Page 5 of A Lady’s Guide to Scoundrels and Gentlemen (The Harp & Thistle #1)
A fter the fight, Dantes felt like a millionaire and he owed it all to Lady Vivian Winthrop.
Now, he’d known he would win against Sullivan—there had never been a doubt about that. At least, he ’d had no doubt. He’d seen it in everyone else, though, even those who’d cheered for him. But ending the fight within minutes? Comical. All because of a good-luck kiss—he thought so, anyway. After all, he had the skill. But knocking Sullivan out right away was an outcome that had not once crossed his mind.
As soon as Sullivan had collapsed, Dantes had had to find her face, see her reaction. He hadn’t cared about anything else. Had she known how unheard of that outcome was? Maybe not, but she’d figured it out by the reaction of the crowd. He’d seen her shake her head with amusement. And then he’d sworn he’d seen something else.
Pride. And that had felt pretty good.
The crowd had swept him up, he’d looked away for a few moments, and she’d been gone when he’d tried to find her again. Just as well. His father may have been from her world, and Dantes may have spent some of his own life in it, but he preferred grit over gold. For that fact alone, he could never be with a gal like that. No way would an aristocratic woman, with her elegant tea parties and balls, want anything to do with a hideous, hairy, bare-knuckle pugilist who lived above his pub.
Nor would he want anything to do with said tea parties and balls.
But as he lay in bed, his mind trailed back to the moment where he’d held her hand in his. Though it had been a bit daring that he’d removed her glove, a kiss upon a woman’s hand was relatively innocent.

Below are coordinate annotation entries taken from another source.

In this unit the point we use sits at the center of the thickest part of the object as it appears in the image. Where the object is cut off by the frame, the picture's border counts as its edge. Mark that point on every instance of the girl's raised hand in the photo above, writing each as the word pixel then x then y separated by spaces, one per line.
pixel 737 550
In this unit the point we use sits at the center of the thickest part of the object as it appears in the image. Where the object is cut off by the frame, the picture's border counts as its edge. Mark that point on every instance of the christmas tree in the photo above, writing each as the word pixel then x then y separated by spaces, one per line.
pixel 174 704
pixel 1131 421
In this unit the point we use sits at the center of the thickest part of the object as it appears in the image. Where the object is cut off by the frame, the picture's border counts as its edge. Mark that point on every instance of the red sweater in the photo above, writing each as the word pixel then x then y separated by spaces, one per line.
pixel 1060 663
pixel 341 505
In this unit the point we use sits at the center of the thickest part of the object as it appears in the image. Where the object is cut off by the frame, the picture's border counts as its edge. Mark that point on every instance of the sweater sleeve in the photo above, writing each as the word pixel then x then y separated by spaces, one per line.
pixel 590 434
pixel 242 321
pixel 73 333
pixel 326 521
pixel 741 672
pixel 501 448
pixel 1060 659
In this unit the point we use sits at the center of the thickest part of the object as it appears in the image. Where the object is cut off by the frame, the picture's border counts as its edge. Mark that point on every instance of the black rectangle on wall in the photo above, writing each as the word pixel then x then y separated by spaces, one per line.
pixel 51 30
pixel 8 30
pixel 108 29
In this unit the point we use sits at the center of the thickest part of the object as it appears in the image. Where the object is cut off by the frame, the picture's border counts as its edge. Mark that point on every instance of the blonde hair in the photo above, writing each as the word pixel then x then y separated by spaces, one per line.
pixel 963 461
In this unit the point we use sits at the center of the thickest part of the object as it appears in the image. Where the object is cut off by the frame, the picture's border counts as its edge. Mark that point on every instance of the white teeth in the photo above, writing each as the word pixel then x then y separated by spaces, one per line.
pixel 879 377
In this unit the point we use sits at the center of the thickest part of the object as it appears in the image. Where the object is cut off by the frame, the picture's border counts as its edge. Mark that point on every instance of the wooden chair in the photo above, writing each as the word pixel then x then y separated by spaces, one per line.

And yet, somehow, a mere “innocent” kiss had seemed to pause the world around him. Her touch… He’d quite literally lost himself in it. In her. He didn’t even know the woman. How could something so simple and inoffensive be so consuming?
Granted, it wasn’t even that he found her beautiful. The world was filled with beautiful women. But a thread had seemed to weave between them when she’d opened up about her mother’s death and confided in him, a complete stranger, that she used to daydream about a life where her mother was still alive. He had never met anyone who understood this aspect of his life.
Dantes would never admit this aloud, but not only had he daydreamed like that as a boy too, he still did it. A grown man in his thirties, nearly the same age his mother had been when she’d passed, and he still imagined a life with her alive.
In that moment, he wondered what she would have thought about Lady Vivian. Probably would have called her a snooty tart or something. He couldn’t help but chuckle to himself a bit, but the humor fell away immediately.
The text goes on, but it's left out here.